More strength = … Worse??

Aren’t we forgetting something? Yes, the boundary!

While upgrading a lot is crucial to go deeper and deeper in the mine, we must not forget that from high strength comes high risk of breaking the mine over the boundary, losing the game.

Let's say we are at a layer with 90 HP, and the boundary is at 100.
And you currently have: hammer yield 15-20, pick yield 7

The game shows: "Damage: 60/(90-100)"

Note how with two hammer hits you are sure to break the layer safely!
You can also do one hammer hit and two pick hits, and you are almost sure to
 break it safely
(if the hammer deals the minimum of its range, you get 60+15+7+7 = 89/(90-100))

Another case: "Damage 70/(90-100)"
hammer yield 15-20, pick yield 7

Here if you do one hammer hit, you have 1/6 chance to break the layer without
 collecting the ores.
Otherwise you'd get to 85-89 HP.
If you get to 85 HP, another hammer hit has 5/6 chance to go over the boundary!

Thus, it seems like the safest option here is to do 3 pick hits, dealing 21
 damage, reaching 91/(90-100), safely collecting ores.

Last case:
Another case: "Damage 65/(90-100)"
hammer yield 20-30, pick yield 12

This is a dangerous situation!
When in danger you might be inclined to use the pick, but here it would be a
 tragic mistake:
- pick -> 77/(90-100)
- pick -> 89/(90-100)
- pick -> 101/(90-100)

or
- pick -> 77/(90-100)
- hammer -> 4/11 of being safe, 97 to 100, 7/11 of losing, 101 to 107

If instead we start with our imprecise hammer, and we get in one of 3 different
 situations:
-> 4/11 of landing on 85-88, -> pick, win with ores
-> 1/11 of landing on 89, -> you lose whatever you do
-> 6/11 of landing on 90-95 -> you win the layer, but you don't get the ores

What do we learn from the above example?

As long as the pick has a lower yield than the range between HP and boundary, we are safe!

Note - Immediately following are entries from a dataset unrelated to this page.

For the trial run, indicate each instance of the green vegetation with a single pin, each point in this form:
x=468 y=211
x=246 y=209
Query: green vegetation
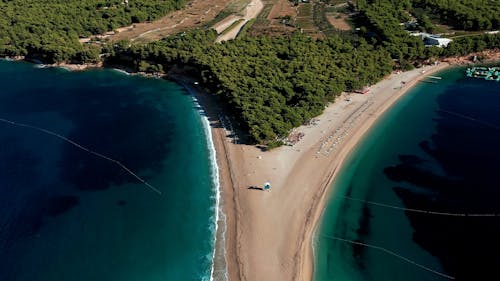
x=464 y=14
x=271 y=84
x=244 y=30
x=48 y=30
x=233 y=25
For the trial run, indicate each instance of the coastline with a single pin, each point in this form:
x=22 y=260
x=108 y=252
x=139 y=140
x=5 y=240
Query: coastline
x=256 y=246
x=269 y=235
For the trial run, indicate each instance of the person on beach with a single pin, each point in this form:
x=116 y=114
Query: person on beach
x=267 y=186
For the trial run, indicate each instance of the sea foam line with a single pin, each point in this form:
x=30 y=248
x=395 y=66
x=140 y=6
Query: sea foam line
x=216 y=184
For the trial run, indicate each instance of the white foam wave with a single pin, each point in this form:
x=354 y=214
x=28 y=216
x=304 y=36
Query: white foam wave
x=216 y=185
x=121 y=71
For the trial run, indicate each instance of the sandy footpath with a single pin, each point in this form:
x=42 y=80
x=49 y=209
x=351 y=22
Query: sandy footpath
x=251 y=11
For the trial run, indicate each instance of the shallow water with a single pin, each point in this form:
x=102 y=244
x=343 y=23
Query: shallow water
x=436 y=149
x=68 y=215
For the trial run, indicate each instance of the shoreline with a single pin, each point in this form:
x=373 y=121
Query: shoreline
x=256 y=245
x=251 y=253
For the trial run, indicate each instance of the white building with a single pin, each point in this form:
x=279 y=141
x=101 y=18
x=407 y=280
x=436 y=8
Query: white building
x=433 y=40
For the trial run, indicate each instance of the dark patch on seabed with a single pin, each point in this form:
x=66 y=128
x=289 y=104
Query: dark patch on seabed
x=112 y=135
x=117 y=121
x=467 y=148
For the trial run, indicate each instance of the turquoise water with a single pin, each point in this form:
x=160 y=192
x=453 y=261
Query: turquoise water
x=68 y=215
x=436 y=149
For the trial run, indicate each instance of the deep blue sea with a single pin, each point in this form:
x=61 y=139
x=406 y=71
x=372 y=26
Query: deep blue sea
x=437 y=149
x=69 y=215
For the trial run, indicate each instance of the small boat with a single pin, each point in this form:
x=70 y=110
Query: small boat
x=486 y=73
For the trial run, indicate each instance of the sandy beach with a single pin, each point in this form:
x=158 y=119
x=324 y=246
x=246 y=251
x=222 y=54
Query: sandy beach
x=269 y=234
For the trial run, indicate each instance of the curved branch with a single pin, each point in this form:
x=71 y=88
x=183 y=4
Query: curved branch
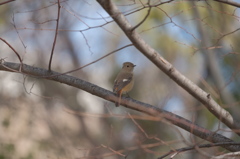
x=127 y=102
x=168 y=69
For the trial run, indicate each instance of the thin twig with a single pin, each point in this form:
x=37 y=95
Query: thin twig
x=55 y=38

So the issue with the last example above is that the range is of 11 hit points (90 to 100) and the pick deals 12!

The difference between these two values is only one, so it’s not that common to run into the problem, as we have seen. But it is a possibility that you get to 89 (in general, HP-1).

Had the pick been even stronger, at 17 yield against a 11 safe range, you’d need to be careful of any damage value between HP-6 and HP-1!

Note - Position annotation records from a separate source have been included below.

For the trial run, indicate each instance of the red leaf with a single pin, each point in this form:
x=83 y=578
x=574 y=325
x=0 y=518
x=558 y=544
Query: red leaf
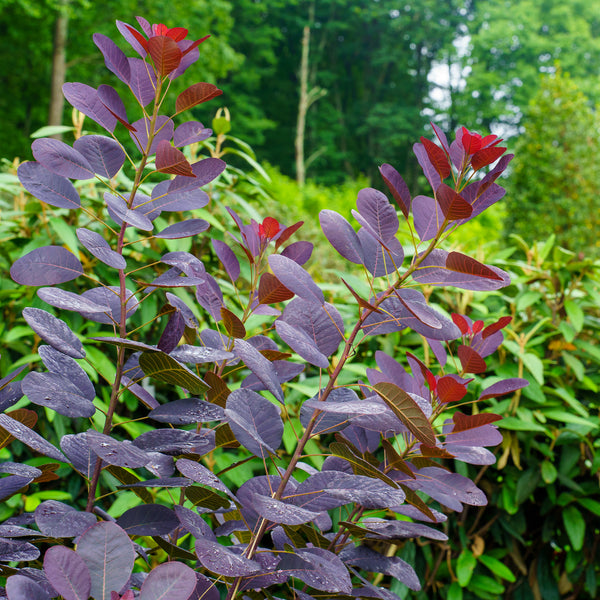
x=437 y=157
x=196 y=94
x=461 y=263
x=427 y=374
x=195 y=44
x=477 y=326
x=271 y=290
x=497 y=326
x=452 y=204
x=270 y=227
x=464 y=422
x=471 y=142
x=460 y=322
x=486 y=156
x=449 y=390
x=172 y=161
x=287 y=233
x=165 y=54
x=176 y=33
x=470 y=360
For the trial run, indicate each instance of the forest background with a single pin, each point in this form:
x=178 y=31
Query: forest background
x=376 y=72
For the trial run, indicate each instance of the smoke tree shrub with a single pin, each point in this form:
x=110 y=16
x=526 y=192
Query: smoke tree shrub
x=295 y=531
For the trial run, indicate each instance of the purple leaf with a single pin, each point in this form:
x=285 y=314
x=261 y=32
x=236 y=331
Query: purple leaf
x=190 y=132
x=298 y=251
x=428 y=217
x=184 y=309
x=378 y=213
x=176 y=441
x=205 y=171
x=295 y=278
x=54 y=332
x=111 y=99
x=277 y=511
x=61 y=159
x=169 y=581
x=67 y=300
x=108 y=298
x=330 y=489
x=222 y=560
x=122 y=454
x=301 y=343
x=19 y=587
x=205 y=589
x=86 y=100
x=148 y=519
x=200 y=474
x=57 y=519
x=255 y=422
x=501 y=388
x=109 y=555
x=183 y=229
x=194 y=523
x=227 y=258
x=329 y=422
x=164 y=368
x=49 y=265
x=341 y=236
x=318 y=568
x=57 y=362
x=369 y=560
x=378 y=260
x=57 y=393
x=199 y=354
x=8 y=487
x=142 y=81
x=450 y=489
x=397 y=187
x=114 y=58
x=163 y=129
x=394 y=530
x=104 y=155
x=260 y=366
x=285 y=371
x=119 y=212
x=67 y=573
x=47 y=186
x=79 y=453
x=98 y=247
x=433 y=271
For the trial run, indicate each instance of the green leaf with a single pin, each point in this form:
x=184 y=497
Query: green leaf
x=454 y=591
x=527 y=299
x=549 y=472
x=515 y=424
x=576 y=365
x=534 y=366
x=575 y=314
x=164 y=368
x=592 y=505
x=574 y=526
x=497 y=567
x=464 y=567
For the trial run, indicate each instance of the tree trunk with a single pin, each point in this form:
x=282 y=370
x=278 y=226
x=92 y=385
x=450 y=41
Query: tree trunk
x=59 y=67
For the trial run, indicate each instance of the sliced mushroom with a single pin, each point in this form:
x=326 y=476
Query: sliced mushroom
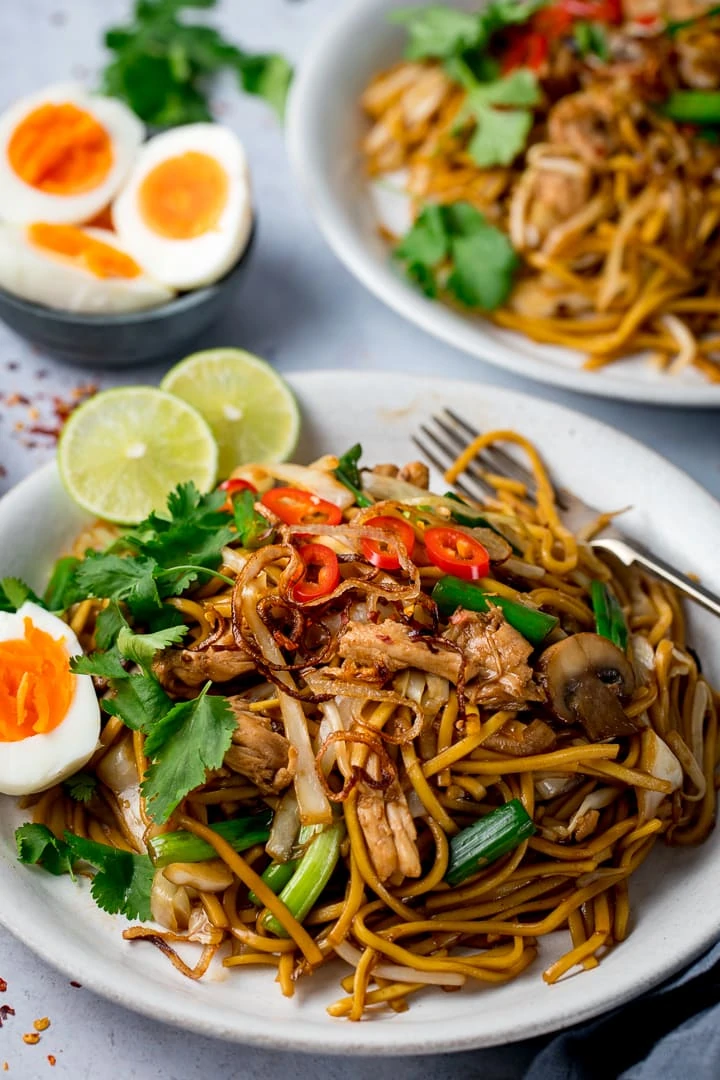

As a rule of thumb, the first thing you should do as you start a game is increase strength (and precision) until your pick yield is just under the safe range!

You still need to be careful as your hammer yield will be higher than the safe range, but you will always have a route to victory and ores.

Taking a chance

We now have the two opposite needs: upgrading to reduce uses of the hammer, not upgrading to always have a route to safety.

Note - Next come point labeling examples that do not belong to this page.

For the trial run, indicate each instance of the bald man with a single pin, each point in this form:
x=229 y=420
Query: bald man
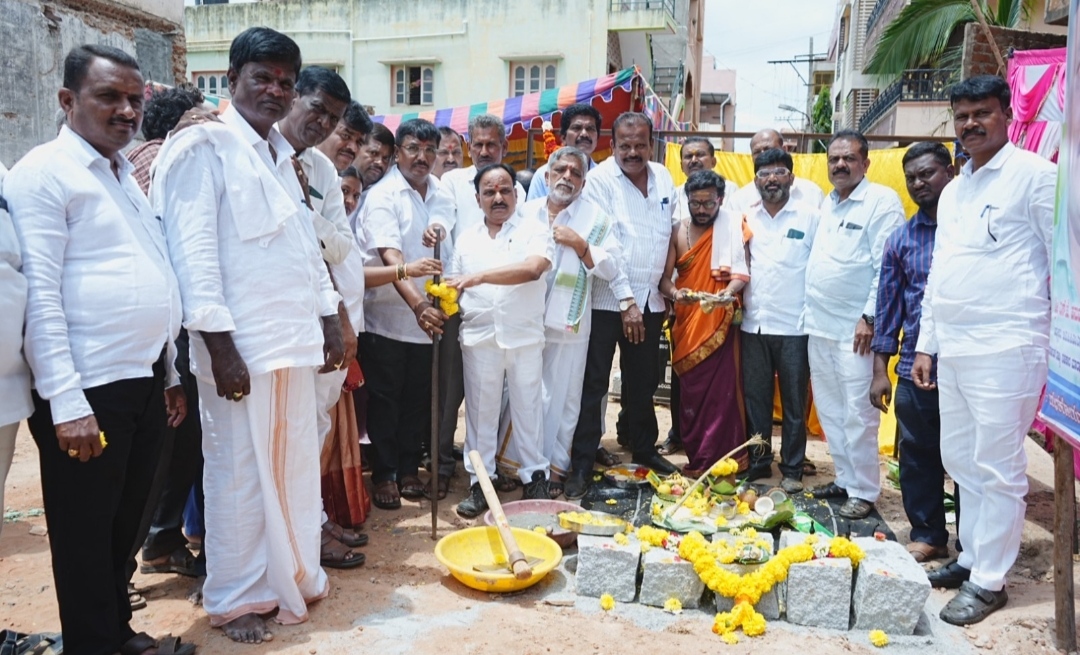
x=802 y=190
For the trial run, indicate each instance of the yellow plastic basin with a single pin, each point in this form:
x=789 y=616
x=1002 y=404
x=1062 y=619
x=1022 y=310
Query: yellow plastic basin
x=461 y=550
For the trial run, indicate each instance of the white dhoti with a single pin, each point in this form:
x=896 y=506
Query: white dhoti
x=262 y=498
x=986 y=405
x=486 y=368
x=841 y=383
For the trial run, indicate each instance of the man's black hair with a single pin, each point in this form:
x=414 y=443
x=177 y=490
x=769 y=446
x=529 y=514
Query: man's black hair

Staying in this safe heaven does not guarantee the best outcome. Once your hammer uses close to half of its hits to break a layer, we know that we are at a crossroads: either we don’t upgrade and safely and the game after a few layers, or we take a chance and upgrade the strength.

Both options are valid!. Especially when the hammer yield gets in the 80+ territory, not upgrading still allows us to continue for many layers, as you only use one more hit every 7 layers. Repairing the pick becomes increasingly difficult, but as long as you time things correctly you can progress a lot. And if your hammer deals like 200 hits, you can try going for enough more layers to get two more protections for the next adventure.

But, of course, if you want to go on you will need to upgrade unsafely once or twice. Once you do that, it will be hard to keep track of everything at the same time, but it is definitely a worthy challenge. Getting more protections and reaching new record depths (increasing the tools max health forever) will help in the future.

If you are particularly careful and lucky, you might even upgrade two or three times before going over the boundary.

That said, getting a lot of protections from other parts of the game, and then using them to upgrade the strength a lot, is a more efficient way to get to high layers. It can be a waste of resources thought!

Modding

In case you are considering downloading the IdleBank Alpha source code and hosting your own version of the game, you might want to mod Ore Miner to make it easier or harder (changing prizes accordingly, perhaps!)

As we have seen in this guide, there are subtle parameters that can drastically change the experience.